Die IT-Beauftragte der Bundesregierung, Staatssekretärin Cornelia Rogall-Grothe, hat im Rahmen der CeBIT in Hannover die bisherigen Fortschritte der Green-IT-Initiative des Bundes vorgestellt. In ihrer Rede betonte sie das Ziel eines energieeffizienten Einsatzes von Informations- und Kommunikationstechnologie (IKT) in der Bundesverwaltung:

"Bis zum Jahr 2013 wollen wir den Energieverbrauch um 40% reduzieren. Dieses ehrgeizige Vorhaben wird uns zu einer grünen Modernisierung der Informations- und Kommunikationstechnologie in der Bundesverwaltung führen. Die klare Zielsetzung und die bereits erreichten Fortschritte zeigen, dass Green-IT in der Bundesverwaltung weit mehr ist als eine vorübergehende Modeerscheinung", so Rogall-Grothe.

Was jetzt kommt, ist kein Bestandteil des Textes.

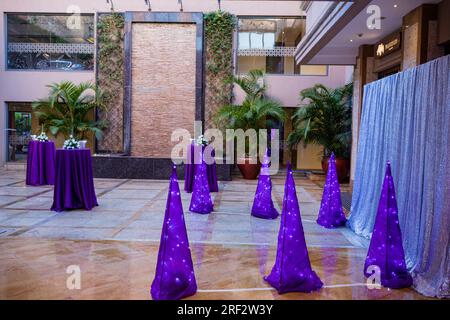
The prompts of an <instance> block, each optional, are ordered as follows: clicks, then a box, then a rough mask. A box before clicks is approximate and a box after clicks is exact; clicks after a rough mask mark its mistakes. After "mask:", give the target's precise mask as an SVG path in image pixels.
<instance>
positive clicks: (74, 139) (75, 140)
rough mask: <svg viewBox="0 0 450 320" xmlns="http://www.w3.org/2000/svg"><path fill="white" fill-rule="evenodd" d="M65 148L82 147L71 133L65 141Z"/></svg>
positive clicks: (64, 142) (64, 145) (66, 148)
mask: <svg viewBox="0 0 450 320" xmlns="http://www.w3.org/2000/svg"><path fill="white" fill-rule="evenodd" d="M63 148H64V149H66V150H73V149H80V142H79V141H77V140H76V139H75V138H74V137H73V135H70V137H69V139H67V140H66V141H64V145H63Z"/></svg>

Logo: Leuchtturmprojekt Green-IT.

Bereits Anfang 2009 hat das IT-Investitionsprogramm der Green-IT-Initiative des Bundes einen starken Impuls verliehen: Insgesamt fördert die Bundesregierung rund 70 verschiedene Maßnahmen mit einem Gesamtvolumen von rund 90 Mio. Euro. Von großer Bedeutung ist hierbei der Aufbau des Kompetenz- und Musterrechenzentrums Green-IT in der Bundestelle für Informationstechnik (BIT) im Bundesverwaltungsamt (BVA). Rogall-Grothe unterstrich, dass mit dem Aufbau eines Musterrechenzentrums beim Bund auf nachhaltige Innovationen gesetzt werde.

Die IT-Beauftragte der Bundesregierung ist Schirmherrin des ersten Green-IT-Tages der Bundesverwaltung am 13. April 2010 in Berlin. Der Green-IT-Tag richtet sich an Verantwortliche für IKT und Green-IT-Interessierte in den Bundesbehörden. In Schwerpunktvorträgen, Podiumsdiskussionen und Workshops zeigen Experten der Bundesverwaltung auf, welche Potentiale bestehen und was bei der Umsetzung zu beachten ist.